Archive for Wednesday, October 15, 2003

How-to guide on drying, roasting pumpkin seeds

October 15, 2003


How do you dry and roast pumpkin seeds?

Drying and roasting seeds are two different processes. To dry, carefully wash pumpkin seeds to remove the clinging fibrous pumpkin tissue. Pumpkin seeds can be dried in the sun, in a dehydrator at 115-120 degrees for 1 to 2 hours, or in an oven on warm for 3 to 4 hours. Stir them frequently to avoid scorching.

To roast, take dried pumpkin seeds, toss with oil and/or salt and roast in a preheated oven at 250 degrees for 10 to 15 minutes.

For the Walk Kansas Celebration, you served a peach and avocado salsa that was really good. Could you share the recipe?

The original recipe came from one shared by Shelly Platten, of Amherst, Wis., in the "Taste of Home" magazine. It is bright, colorful and different from the traditional salsas. Enjoy.

Peach Avocado Salsa


1 (15-1/4 ounce) can sliced peaches, drained

1 medium ripe avocado, peeled

1 tablespoon lime juice

2 cups diced seeded tomatoes

1/4 cup diced onion

2 tablespoons minced fresh cilantro

1 tablespoon cider vinegar

1 to 2 teaspoons seeded chopped jalapeño pepper (use rubber or plastic gloves to protect hands)

1 garlic clove, minced

1/4 teaspoon salt

Dice the peaches and avocado into small pieces. In a bowl, combine the peaches, avocado, and lime juice. Add the remaining ingredients. Toss lightly. Refrigerate for at least 30 minutes to blend flavors. Serve with tortilla chips, fish, or chicken. Yield: 3 cups.

Nutritional analysis for 1/4 cup serving: 51 calories, 3 grams fat, 0 milligrams cholesterol, 55 milligrams sodium, 7 grams carbohydrates, 2 grams fiber, 1 gram protein. Diabetic Exchanges: 1 vegetable, 1/2 fat.

Can tomatoes frozen or dying on the vine be canned?

Tomatoes that become frozen or die on the vine are not safe to use in home canning. This is because the acid level in the tomatoes drops significantly and at varying levels. Therefore, even if adding lemon juice to increase the acid content, the tomatoes may not be safe. The tomatoes can be eaten fresh or frozen.

To save tomatoes from a frost or hard freeze, remove them from the vine before a potential frost or hard freeze. Wrap each tomato in newspaper or wax paper. Store in a cool, dark location at 55 to 60 degrees. Check frequently for decay or damage. As color develops, remove from the paper and continue ripening at 70 degrees. With this method, it is possible to have fresh tomatoes at Thanksgiving or Christmas.

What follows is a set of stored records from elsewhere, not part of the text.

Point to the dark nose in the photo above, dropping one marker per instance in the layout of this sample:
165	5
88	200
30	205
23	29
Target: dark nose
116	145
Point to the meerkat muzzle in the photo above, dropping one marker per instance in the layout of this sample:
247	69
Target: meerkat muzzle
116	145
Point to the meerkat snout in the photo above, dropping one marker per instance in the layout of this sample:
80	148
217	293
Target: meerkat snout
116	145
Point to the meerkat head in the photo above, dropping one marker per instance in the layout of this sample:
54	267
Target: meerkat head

Should a large pot of soup sit on the range until it cools, or should it be refrigerated hot?

Hot food can be placed directly in the refrigerator or it can be rapidly chilled in an ice or cold water bath before refrigerating. Cover foods to retain moisture and prevent them from picking up odors from other foods.

A large pot of food like soup or stew should be divided into small portions and put in shallow containers before being refrigerated. A large cut of meat or whole poultry should be divided into smaller pieces and wrapped separately or placed in shallow containers before refrigerating.

Is it safe to eat leftover food that was left out on the counter to cool at dinnertime, then forgotten until morning? Will additional cooking kill the bacteria that may have grown?

No. Bacteria exist everywhere in nature. They are in the soil, air, water and the foods we eat. When they have nutrients (food), moisture and favorable temperatures, they grow rapidly, increasing in numbers to the point where some types of bacteria can cause illness.

Bacteria grow most rapidly in the range of temperatures between 40 degrees and 140 degrees, some doubling in number in as little as 20 minutes. Some types will produce toxins that are not destroyed by cooking.

Pathogenic bacteria do not generally affect the taste, smell or appearance of a food. In other words, one cannot tell that a food has been mishandled or is dangerous to eat. For example, food that has been left too long on the counter may be dangerous to eat, but could smell and look fine. If a food has been left in the "Danger Zone" -- between 40 degrees and 140 degrees -- for more than two hours, discard it, even though it may look and smell good. Never taste a food to see if it is spoiled.

I've always soaked poultry in salt water. Doesn't that make it safer?

Soaking poultry in salt water is a personal preference, but serves no purpose for food safety. If you choose to do this, however, preventing cross-contamination when soaking and removing the poultry from the water is essential.